Wenn Graciliano Ramos einerseits soziale Missstände wie die Willkür der Obrigkeit den nomadischen Landarbeitern gegenüber und die Verrohung dieser aufgrund mangelnder Bildung und harter Lebensbedingungen bloßstellt, so wirft er trotzdem keinen mitleidvollen Blick auf die Opfer einer sozio-ökonomischen Situation. Sein karger Blick auf eine immer noch virulente Realität beschönigt nichts und entschuldigt nichts, weder die ausbeuterische Grobheit der ökonomisch Stärkeren noch die Lieblosigkeit und Gewalttätigkeit der Schwachen. Er zeigt einfach nur Stationen eines absolut basalen Überlebenskampfes, in dem Mensch und Tier gleichgestellt sind.
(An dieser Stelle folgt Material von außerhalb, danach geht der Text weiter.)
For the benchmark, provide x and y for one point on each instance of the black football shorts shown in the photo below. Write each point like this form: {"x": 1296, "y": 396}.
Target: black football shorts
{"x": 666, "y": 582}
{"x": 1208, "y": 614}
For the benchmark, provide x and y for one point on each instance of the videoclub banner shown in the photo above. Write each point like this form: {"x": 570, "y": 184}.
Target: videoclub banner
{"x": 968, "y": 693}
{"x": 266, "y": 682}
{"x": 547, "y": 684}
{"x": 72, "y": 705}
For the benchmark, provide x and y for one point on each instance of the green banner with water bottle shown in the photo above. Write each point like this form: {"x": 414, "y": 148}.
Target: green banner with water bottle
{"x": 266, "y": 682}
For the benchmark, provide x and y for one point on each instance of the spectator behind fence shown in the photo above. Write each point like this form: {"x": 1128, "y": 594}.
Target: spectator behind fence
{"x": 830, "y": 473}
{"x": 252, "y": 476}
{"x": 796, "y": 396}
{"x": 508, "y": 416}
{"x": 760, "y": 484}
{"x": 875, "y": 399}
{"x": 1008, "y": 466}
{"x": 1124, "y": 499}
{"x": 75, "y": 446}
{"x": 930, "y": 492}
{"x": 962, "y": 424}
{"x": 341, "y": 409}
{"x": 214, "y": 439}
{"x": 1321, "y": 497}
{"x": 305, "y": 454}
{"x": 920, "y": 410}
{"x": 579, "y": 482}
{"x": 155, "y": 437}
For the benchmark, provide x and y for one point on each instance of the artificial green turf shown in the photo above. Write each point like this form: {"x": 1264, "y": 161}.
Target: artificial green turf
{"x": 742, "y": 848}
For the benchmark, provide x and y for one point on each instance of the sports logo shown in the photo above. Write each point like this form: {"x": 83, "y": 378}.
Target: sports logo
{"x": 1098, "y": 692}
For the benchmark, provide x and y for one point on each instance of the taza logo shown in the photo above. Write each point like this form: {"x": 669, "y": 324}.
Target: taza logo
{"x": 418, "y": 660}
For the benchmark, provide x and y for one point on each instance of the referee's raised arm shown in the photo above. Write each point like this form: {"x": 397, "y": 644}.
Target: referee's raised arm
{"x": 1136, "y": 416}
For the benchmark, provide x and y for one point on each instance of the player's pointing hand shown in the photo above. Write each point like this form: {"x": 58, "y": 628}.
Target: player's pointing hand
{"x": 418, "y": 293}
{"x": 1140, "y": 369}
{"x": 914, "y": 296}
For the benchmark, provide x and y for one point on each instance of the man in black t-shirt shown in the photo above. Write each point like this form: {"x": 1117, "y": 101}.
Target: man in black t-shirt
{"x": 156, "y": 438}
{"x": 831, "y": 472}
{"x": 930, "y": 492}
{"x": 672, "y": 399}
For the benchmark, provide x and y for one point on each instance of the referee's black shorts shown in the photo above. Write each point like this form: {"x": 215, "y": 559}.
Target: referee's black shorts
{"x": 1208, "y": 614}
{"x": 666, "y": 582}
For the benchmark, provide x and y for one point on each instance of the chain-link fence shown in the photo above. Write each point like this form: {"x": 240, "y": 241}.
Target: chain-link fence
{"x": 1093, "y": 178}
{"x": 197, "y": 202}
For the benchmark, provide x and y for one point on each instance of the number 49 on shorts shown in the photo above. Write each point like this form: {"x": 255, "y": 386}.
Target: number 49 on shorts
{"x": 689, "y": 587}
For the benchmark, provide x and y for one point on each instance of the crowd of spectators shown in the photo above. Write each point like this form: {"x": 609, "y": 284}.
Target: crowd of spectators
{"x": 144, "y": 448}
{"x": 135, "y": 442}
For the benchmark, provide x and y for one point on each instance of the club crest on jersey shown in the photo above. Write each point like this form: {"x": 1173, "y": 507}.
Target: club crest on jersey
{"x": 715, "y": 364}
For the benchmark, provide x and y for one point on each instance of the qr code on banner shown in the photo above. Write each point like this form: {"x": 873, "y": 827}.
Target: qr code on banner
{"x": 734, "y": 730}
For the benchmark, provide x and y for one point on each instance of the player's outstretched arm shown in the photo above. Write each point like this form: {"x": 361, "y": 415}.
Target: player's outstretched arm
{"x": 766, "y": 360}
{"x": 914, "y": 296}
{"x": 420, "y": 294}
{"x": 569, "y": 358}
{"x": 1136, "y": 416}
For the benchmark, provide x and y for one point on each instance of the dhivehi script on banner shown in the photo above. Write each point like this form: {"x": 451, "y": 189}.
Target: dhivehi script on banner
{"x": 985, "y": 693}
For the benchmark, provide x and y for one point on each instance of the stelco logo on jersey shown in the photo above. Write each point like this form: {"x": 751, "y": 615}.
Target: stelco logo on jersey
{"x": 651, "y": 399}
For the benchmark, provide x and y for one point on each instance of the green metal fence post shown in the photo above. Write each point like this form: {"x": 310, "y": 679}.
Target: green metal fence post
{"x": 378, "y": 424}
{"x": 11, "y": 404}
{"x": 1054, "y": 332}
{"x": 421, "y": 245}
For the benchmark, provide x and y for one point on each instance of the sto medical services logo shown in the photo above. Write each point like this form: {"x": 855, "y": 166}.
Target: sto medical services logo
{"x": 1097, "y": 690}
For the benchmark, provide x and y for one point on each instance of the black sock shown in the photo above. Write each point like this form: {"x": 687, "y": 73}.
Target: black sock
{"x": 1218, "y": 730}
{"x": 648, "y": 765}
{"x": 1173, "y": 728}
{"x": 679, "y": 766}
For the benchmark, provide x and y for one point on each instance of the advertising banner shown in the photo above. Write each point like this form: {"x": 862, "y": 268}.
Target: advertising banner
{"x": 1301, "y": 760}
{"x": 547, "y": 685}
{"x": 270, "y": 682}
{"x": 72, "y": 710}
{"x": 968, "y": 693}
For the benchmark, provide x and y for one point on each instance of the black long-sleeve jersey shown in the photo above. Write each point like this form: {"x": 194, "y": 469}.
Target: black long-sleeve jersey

„Karges Leben“ ist ein schmales Büchlein das durch seine eindringliche Darstellung von Gewalt, Schmerz und Hoffnungslosigkeit berührt und durch seine außergewöhnliche poetische Kraft und stilsichere Ruhe betört. Sein sezierender, schonungsloser Blick auf die kleinen Verletzungen, die – weil sie nicht versorgt werden – zu lebensbedrohlichen Wunden heranwachsen, körperlich und seelisch, macht aus dem Klassiker des brasilianischen Regionalismus ein kurzweiliges und absolut universelles Werk.

Quebrangulo

Quebrangulo

Regionalismus

Graciliano Ramos, geboren in Quebrangulo im Bundesstaat Alagoas, gehört zu den tonangebenden Stimmen des brasilianischen Regionalismus, der im Laufe der 1930er Jahre im Zuge der Neuerungsbewegungen des Modernismus entstand und sich die kulturelle Aufwertung jener abseits der großen urbanen Zentren liegenden Gegenden zum Programm gemacht hat. Gilberto Freyre beharrte in seinem „Regionalistischen Manifest“ von 1926 darauf, dass die soziokulturellen Elemente der kolonialen Vergangenheit, das heißt insbesondere das in den Zuckerrohrplantagen der Sklavenhaltergesellschaft entstandene Patriarchat mit seinem spezifischen Habitus hinsichtlich Kleidung, Gastronomie, Soziabilität etc. das wahre, „authentische“ Brasilien verkörpere, wohingegen die in neuerer Zeit aus Europa importierten Ideen (Republikanismus, Liberalismus) der brasilianischen Lebensweise zuwider laufen würden. Dass die Vergangenheit, die er beschwor, nicht minder von europäischem Gedankengut geprägt war, lässt der Soziologe dabei taktisch außen vor, denn so gelingt es ihm, den Regionalismus in Opposition zum in den 1920er Jahren in São Paulo entstandenen Modernismo zu setzen. Beiden Bewegungen ging es jedoch im Prinzip um dasselbe, wenn sich auch die Mittel unterscheiden: die Suche nach der „brasilidade“, der brasilianischen Identität. Diese werde laut Freyre in besonderem Maße vom Nordosten des Landes verkörpert.

Doris Wieser

Graciliano Ramos: Karges Leben (Vidas Secas, 1938). Aus dem brasilianischen Portugiesisch von Willy Keller. Berlin: Wagenbach 2013. 140 Seiten. 9,90 Euro. Quelle des Bildes: Homepage des Autors.